The draft SCC Regulations have not been finalised yet. The China SCC regime is expected to have clear advantages because of the greater predictability of contract terms and time/cost efficiencies. However, China SCC terms only apply if a compulsory security assessment is not triggered. Moreover, China SCCs are governed by Chinese law and must be filed with the CAC within the prescribed time. It could be challenging for overseas recipients to address the differences between the China SCC and their existing SCCs.

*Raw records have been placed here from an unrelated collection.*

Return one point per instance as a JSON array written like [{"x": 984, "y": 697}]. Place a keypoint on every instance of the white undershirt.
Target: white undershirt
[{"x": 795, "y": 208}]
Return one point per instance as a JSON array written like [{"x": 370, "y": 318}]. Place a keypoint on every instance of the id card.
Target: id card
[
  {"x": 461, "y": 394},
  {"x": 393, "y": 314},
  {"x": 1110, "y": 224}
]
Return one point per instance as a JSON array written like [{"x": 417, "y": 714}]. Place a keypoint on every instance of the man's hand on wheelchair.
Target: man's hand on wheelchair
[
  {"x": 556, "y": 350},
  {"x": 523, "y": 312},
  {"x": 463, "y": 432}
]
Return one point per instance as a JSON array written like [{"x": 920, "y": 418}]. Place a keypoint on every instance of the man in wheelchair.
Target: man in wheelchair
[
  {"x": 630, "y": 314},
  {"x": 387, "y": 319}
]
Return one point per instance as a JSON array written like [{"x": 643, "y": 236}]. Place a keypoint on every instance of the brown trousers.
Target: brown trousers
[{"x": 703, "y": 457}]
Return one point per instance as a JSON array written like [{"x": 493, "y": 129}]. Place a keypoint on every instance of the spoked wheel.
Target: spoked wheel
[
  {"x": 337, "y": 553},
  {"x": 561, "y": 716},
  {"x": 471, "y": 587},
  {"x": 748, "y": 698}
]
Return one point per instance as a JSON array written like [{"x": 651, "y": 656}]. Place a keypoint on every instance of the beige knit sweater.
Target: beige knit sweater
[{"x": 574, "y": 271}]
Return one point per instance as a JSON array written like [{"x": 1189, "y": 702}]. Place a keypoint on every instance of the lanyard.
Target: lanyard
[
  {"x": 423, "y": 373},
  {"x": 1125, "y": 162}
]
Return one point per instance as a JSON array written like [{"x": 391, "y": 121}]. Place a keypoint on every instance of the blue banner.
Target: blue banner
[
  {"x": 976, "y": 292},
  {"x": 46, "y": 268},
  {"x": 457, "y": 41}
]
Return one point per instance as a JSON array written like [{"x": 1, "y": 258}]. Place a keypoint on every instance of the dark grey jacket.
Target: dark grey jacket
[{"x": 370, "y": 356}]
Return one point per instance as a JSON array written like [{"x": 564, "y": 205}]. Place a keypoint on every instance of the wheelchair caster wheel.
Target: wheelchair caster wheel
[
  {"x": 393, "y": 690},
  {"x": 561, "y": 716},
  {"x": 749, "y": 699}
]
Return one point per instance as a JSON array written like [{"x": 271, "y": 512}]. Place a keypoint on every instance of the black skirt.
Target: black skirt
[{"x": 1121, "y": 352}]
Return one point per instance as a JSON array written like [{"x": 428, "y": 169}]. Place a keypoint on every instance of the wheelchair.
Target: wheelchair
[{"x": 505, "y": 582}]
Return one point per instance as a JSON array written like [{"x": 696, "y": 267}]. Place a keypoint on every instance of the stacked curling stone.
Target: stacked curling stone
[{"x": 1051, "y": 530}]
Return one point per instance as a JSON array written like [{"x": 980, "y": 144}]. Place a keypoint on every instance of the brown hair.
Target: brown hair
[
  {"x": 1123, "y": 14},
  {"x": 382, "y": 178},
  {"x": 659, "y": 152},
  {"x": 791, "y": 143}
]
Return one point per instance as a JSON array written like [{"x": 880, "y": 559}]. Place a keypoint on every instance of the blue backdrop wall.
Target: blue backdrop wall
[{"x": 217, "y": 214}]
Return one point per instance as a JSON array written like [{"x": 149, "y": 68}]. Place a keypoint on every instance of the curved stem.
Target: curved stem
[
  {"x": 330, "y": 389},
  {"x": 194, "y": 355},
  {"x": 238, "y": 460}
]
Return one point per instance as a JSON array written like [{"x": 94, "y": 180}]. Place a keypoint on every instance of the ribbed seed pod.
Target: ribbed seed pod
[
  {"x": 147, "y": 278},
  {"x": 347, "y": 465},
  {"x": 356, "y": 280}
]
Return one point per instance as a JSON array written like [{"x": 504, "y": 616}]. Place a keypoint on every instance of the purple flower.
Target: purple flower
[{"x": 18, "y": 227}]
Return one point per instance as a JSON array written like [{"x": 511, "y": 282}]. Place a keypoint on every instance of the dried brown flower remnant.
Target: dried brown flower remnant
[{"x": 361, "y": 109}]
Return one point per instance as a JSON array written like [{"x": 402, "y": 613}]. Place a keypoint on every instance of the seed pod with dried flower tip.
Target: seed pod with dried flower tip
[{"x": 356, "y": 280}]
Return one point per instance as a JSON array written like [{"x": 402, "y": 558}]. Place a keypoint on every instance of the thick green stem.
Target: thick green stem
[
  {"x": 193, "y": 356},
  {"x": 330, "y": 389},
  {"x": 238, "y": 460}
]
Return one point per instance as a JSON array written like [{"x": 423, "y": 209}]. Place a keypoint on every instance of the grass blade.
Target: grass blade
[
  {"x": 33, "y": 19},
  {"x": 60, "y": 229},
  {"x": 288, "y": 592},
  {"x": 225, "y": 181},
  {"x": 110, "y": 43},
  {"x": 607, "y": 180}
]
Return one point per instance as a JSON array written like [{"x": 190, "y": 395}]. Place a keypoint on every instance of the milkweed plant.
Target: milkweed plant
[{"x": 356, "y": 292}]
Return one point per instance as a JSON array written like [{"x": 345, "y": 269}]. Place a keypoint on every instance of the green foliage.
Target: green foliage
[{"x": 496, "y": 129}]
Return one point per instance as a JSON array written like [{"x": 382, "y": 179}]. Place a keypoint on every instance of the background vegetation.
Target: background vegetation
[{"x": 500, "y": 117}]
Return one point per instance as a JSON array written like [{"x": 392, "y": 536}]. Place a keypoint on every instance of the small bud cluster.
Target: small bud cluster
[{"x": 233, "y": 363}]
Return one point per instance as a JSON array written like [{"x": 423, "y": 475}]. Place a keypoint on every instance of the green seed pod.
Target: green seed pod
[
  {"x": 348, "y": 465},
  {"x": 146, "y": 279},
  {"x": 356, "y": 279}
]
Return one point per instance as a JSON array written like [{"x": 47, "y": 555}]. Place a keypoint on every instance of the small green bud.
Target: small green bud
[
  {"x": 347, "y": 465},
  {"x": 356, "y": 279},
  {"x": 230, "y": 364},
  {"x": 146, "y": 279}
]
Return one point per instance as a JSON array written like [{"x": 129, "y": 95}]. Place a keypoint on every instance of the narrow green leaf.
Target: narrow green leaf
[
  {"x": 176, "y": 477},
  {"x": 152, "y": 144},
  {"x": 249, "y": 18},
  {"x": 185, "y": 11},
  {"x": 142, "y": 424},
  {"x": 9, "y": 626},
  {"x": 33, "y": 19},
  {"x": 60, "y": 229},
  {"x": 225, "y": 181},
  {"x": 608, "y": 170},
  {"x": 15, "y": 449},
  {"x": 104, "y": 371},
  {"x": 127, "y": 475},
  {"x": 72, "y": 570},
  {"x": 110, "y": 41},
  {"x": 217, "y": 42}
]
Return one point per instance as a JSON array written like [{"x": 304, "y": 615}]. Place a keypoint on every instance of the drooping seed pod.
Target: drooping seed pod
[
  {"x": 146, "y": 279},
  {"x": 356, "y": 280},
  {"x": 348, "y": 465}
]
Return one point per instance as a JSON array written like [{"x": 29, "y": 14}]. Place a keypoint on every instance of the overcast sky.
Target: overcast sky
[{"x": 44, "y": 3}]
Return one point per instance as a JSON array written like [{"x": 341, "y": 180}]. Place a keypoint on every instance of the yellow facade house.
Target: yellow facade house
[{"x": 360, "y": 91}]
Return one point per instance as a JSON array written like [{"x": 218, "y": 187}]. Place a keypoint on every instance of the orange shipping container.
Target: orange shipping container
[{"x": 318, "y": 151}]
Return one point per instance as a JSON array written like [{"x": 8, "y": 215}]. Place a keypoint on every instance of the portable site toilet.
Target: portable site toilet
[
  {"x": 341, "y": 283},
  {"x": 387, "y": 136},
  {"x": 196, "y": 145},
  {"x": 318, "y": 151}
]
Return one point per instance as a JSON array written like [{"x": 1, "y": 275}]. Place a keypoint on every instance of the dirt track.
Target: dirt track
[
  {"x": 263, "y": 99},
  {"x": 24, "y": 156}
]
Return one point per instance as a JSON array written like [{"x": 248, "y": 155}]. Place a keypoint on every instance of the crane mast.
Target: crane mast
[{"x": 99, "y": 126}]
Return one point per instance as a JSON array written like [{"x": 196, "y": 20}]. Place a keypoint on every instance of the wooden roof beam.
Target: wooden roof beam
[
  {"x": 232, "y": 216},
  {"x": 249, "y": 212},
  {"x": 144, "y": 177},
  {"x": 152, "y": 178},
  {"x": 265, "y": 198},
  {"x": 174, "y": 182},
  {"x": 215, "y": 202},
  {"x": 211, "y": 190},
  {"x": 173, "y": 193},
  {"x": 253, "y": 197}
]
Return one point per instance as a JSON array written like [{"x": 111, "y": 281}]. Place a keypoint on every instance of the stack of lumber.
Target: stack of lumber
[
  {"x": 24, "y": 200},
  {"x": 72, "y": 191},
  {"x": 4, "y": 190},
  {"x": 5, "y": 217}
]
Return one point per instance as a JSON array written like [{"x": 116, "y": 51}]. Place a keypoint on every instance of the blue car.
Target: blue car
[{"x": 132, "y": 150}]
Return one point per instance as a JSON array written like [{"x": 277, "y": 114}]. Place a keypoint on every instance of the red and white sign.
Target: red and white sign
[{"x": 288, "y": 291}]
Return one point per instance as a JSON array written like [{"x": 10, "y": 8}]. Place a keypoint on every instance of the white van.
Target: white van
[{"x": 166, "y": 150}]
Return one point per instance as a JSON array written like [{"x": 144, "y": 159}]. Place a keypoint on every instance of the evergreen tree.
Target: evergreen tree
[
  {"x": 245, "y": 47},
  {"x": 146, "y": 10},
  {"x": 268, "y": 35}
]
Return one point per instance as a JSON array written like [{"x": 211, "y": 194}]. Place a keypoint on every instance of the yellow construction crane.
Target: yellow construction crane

The following diagram illustrates the cross-border data transfer mechanism applicable in different scenarios:
Practical takeaways
Now that a new international data transfer mechanism is in place, business organisations are highly recommended to take appropriate compliance actions to facilitate cross-border data transfers. Although compliance requirements for each multinational company may vary on a case-by-case basis, the below requirements should serve as a general reference:
- Self-assessment to evaluate whether a cross-border data transfer falls within the scope of application of the security assessment, evaluating the best approach to cross-border data transfers, establishing a holistic and coordinated procedure for international data transfers and preparing the relevant documentation in the manner stipulated, e.g., a cross-border data transfer agreement and self-assessment report.
- Data mapping the China-related data inventory and data activities to understand the nature, category and volume of the data collected or generated by the business operation in China, and to establish whether any data is transferred from Chinese subsidiaries to the HQ/affiliates outside China and whether any remote access to the data collected in China has been granted to any overseas HQ/affiliates even if no China-collected data is stored or transferred abroad.
- Assessing the data exporter’s data security management capabilities and compliance with data privacy and cybersecurity laws. If any gap is identified, remedial measures have to be taken as soon as possible. Please note some remedial measures may be time-consuming. For instance, testing and filing under China’s multi-level protection scheme could take a few months and should be planned beforehand for risk mitigation purposes.
- Appointing a qualified data protection officer (DPO) in China if needed. Having a qualified DPO is helpful to optimise the data security management system and facilitate communication with CAC to mitigate non-compliance risks.
- Keeping a close watch on China’s legislative and enforcement developments and updating data-related documentation accordingly.
- Seeking professional legal and technical support in relation to data compliance strategy and establishment of a data security system.